Cerebras Systems builds the world's largest AI chip, 56 times larger than GPUs. Our novel wafer-scale architecture provides the AI compute power of dozens of GPUs on a single chip, with the programming simplicity of a single device. This approach allows Cerebras to deliver industry-leading training and inference speeds and empowers machine learning users to effortlessly run large-scale ML applications, without the hassle of managing hundreds of GPUs or TPUs. The Cerebras AI cluster management software is a strategic software product initiative intended to deliver Cerebras’s high performance AI benefits to on-premises customers and sovereign/neo clouds.
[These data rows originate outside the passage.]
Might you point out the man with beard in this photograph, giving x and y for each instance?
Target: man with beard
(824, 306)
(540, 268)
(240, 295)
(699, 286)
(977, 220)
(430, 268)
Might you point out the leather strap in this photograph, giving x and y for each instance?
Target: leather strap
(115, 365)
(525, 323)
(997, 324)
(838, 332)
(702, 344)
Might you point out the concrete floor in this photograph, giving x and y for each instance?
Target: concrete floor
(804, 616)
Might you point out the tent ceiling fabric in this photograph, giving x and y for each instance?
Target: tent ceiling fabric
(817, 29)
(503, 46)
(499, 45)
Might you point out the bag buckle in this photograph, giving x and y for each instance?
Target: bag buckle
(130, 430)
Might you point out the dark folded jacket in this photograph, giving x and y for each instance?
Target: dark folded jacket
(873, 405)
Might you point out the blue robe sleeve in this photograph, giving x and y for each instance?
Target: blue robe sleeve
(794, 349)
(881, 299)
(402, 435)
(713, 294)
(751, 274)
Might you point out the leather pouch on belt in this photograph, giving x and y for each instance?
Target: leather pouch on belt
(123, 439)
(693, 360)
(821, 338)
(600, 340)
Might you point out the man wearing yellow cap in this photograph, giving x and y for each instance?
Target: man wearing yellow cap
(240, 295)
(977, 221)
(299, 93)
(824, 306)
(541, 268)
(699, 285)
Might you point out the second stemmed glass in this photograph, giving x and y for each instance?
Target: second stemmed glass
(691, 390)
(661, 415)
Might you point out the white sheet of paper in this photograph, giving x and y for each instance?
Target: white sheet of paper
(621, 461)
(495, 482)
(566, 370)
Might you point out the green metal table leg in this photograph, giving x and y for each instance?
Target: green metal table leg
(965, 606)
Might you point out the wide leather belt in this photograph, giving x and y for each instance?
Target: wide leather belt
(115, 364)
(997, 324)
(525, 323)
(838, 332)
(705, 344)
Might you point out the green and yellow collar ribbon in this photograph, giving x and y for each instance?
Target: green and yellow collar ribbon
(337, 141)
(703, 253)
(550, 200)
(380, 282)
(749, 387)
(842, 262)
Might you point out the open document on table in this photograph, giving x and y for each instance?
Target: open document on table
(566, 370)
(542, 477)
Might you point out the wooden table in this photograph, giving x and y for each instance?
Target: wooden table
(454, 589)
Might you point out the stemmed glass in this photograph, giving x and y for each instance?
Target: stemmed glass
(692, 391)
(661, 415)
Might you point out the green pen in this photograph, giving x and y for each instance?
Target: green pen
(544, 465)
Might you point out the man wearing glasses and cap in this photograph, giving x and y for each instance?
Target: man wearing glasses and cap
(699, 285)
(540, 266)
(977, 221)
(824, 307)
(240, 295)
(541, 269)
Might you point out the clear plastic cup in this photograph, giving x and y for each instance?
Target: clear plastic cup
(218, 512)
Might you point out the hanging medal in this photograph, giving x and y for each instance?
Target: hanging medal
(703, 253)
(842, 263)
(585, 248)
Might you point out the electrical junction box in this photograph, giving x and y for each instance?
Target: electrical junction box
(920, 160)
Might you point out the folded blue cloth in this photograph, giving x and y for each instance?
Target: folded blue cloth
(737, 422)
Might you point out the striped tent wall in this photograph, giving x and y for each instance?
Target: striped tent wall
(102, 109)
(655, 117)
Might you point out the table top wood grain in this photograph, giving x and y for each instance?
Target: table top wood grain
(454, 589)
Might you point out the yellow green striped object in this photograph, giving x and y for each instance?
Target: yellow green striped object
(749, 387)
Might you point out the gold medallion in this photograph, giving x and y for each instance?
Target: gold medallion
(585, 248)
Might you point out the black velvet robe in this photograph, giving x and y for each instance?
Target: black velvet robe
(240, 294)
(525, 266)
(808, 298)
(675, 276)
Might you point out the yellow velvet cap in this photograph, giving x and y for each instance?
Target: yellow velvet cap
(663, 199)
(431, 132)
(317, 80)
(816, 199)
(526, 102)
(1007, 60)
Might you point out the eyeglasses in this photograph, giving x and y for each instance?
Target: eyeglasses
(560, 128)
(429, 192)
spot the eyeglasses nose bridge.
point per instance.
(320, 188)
Cerebras cluster management is intended to simplify deployment and maintenance for platform operators, making it easier to manage complex AI infrastructure at scale.
Requirements
- 5+ years of product management experience, preferably in infrastructure observability and security domains.
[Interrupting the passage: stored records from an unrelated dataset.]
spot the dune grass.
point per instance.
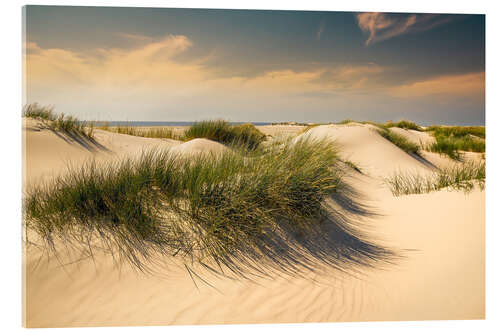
(400, 141)
(221, 131)
(458, 131)
(405, 124)
(451, 140)
(59, 122)
(243, 136)
(463, 177)
(150, 132)
(221, 211)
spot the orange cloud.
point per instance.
(471, 84)
(382, 26)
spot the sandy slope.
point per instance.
(441, 276)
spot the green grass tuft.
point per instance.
(151, 132)
(59, 122)
(404, 124)
(400, 141)
(450, 140)
(464, 177)
(216, 210)
(246, 135)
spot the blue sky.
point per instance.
(185, 64)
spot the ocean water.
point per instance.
(170, 123)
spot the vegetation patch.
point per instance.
(246, 135)
(400, 141)
(450, 140)
(150, 132)
(405, 124)
(464, 177)
(59, 122)
(226, 211)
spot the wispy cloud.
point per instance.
(382, 26)
(320, 30)
(468, 84)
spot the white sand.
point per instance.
(441, 278)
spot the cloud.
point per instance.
(150, 81)
(460, 85)
(352, 77)
(382, 26)
(320, 30)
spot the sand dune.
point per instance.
(440, 236)
(362, 145)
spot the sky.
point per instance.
(163, 64)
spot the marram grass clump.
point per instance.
(400, 141)
(246, 135)
(224, 211)
(405, 124)
(462, 177)
(150, 132)
(59, 122)
(452, 140)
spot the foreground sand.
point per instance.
(440, 235)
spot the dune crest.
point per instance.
(443, 231)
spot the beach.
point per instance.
(438, 238)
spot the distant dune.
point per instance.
(439, 236)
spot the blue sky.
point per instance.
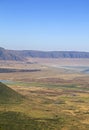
(44, 24)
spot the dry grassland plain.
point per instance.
(56, 95)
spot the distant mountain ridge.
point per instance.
(19, 55)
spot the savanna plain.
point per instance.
(44, 94)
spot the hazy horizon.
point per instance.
(47, 25)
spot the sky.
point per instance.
(48, 25)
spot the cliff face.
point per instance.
(22, 55)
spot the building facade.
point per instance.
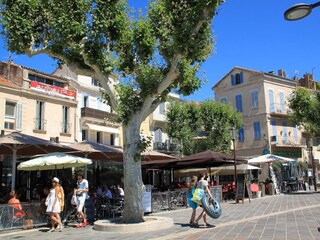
(36, 104)
(262, 100)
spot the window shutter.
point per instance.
(19, 116)
(241, 77)
(233, 80)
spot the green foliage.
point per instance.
(305, 106)
(168, 43)
(187, 120)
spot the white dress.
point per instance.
(52, 196)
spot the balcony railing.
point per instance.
(287, 141)
(278, 108)
(98, 114)
(65, 127)
(165, 146)
(39, 124)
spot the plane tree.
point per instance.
(154, 52)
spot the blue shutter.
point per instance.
(233, 80)
(19, 116)
(257, 132)
(241, 77)
(239, 103)
(274, 127)
(295, 132)
(281, 95)
(241, 134)
(271, 101)
(285, 132)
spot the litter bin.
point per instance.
(271, 188)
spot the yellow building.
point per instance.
(262, 100)
(36, 104)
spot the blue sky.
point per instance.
(251, 34)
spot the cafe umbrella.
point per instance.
(19, 144)
(53, 161)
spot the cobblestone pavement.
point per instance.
(290, 217)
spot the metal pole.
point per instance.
(313, 169)
(235, 164)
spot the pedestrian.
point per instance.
(203, 184)
(82, 195)
(53, 207)
(191, 189)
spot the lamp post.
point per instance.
(310, 145)
(233, 138)
(299, 11)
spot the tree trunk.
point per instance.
(133, 186)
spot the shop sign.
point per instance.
(52, 90)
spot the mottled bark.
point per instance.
(133, 186)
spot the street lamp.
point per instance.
(310, 145)
(299, 11)
(233, 138)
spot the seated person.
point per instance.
(15, 203)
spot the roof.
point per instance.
(249, 70)
(236, 67)
(6, 82)
(39, 72)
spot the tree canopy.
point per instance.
(305, 105)
(197, 127)
(152, 54)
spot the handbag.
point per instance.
(197, 195)
(27, 224)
- Expert knowledge of security tools such as IAM, IDP, SIEM, Key management systems.
- Expert knowledge of observability solutions such as Prometheus, Grafana, log management systems, observability management systems.
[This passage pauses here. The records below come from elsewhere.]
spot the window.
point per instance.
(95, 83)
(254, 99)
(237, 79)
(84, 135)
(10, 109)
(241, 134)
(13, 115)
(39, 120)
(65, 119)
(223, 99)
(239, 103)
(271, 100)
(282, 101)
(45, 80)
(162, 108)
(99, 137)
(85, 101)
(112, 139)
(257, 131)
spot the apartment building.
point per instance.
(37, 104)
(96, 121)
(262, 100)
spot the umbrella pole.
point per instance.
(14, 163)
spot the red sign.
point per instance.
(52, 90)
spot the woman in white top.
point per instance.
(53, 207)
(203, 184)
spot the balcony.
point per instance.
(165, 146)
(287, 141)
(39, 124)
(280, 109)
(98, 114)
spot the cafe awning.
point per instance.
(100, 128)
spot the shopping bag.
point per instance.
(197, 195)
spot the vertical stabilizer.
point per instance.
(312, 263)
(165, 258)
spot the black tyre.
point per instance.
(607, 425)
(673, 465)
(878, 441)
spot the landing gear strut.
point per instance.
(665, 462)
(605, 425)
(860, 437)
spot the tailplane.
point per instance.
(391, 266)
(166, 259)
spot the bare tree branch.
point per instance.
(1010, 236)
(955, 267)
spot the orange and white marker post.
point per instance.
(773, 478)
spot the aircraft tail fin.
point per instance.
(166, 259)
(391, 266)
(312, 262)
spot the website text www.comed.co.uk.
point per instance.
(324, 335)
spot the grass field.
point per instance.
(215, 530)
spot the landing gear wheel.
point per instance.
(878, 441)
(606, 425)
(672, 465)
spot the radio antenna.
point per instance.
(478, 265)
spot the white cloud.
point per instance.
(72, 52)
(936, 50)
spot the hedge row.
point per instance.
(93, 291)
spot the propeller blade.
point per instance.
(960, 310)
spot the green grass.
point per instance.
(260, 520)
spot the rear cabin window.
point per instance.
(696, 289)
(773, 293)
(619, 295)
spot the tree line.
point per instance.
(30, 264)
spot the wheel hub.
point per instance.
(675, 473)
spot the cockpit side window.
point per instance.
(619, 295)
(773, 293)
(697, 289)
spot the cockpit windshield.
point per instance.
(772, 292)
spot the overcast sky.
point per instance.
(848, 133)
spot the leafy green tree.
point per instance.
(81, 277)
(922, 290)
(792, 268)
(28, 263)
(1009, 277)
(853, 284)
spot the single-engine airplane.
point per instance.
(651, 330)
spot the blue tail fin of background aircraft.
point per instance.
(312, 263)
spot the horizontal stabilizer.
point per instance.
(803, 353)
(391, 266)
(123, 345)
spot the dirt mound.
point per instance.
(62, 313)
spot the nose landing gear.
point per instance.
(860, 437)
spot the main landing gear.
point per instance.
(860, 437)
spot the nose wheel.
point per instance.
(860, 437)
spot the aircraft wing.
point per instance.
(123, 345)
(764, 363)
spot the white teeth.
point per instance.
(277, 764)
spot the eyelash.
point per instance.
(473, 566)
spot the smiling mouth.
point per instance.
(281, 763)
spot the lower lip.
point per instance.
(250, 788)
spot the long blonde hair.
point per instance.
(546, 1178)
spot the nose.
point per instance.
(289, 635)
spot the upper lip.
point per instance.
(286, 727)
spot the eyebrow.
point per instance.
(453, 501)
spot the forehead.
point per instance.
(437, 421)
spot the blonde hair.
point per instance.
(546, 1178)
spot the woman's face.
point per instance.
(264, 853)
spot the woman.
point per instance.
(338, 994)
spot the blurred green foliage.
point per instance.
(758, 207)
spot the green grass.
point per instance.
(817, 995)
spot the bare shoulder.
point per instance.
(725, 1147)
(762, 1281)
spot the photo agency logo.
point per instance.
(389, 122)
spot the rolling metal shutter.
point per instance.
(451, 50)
- Familiarity with cluster orchestration tools and concepts (e.g., Kubernetes).
- Strong ability to think at the API and platform layers, designing solutions for operator workflows.
- Technical background (e.g., computer science, engineering) or the ability to engage deeply with engineering teams.
- Experience in enterprise software, cloud infrastructure, or AI/ML platforms.
Responsibilities
- Define and deliver a world-class cluster management experience with a focus on observability, management, monitoring and security.
- Collaborate with engineering to design reliable, scalable solutions and APIs tailored to cluster operator workflows.
- Develop a deep understanding of cluster operator needs through user and market research.
- Communicate product updates and roadmap progress clearly to internal and external stakeholders.
Other
- Excellent communication and collaboration skills, with the ability to work effectively across diverse teams.
- Proven ability to excel in a fast-paced, dynamic environment.
- Understanding of security and authentication principles in software systems.
- Familiarity with monitoring, telemetry, and fault tolerance in distributed systems.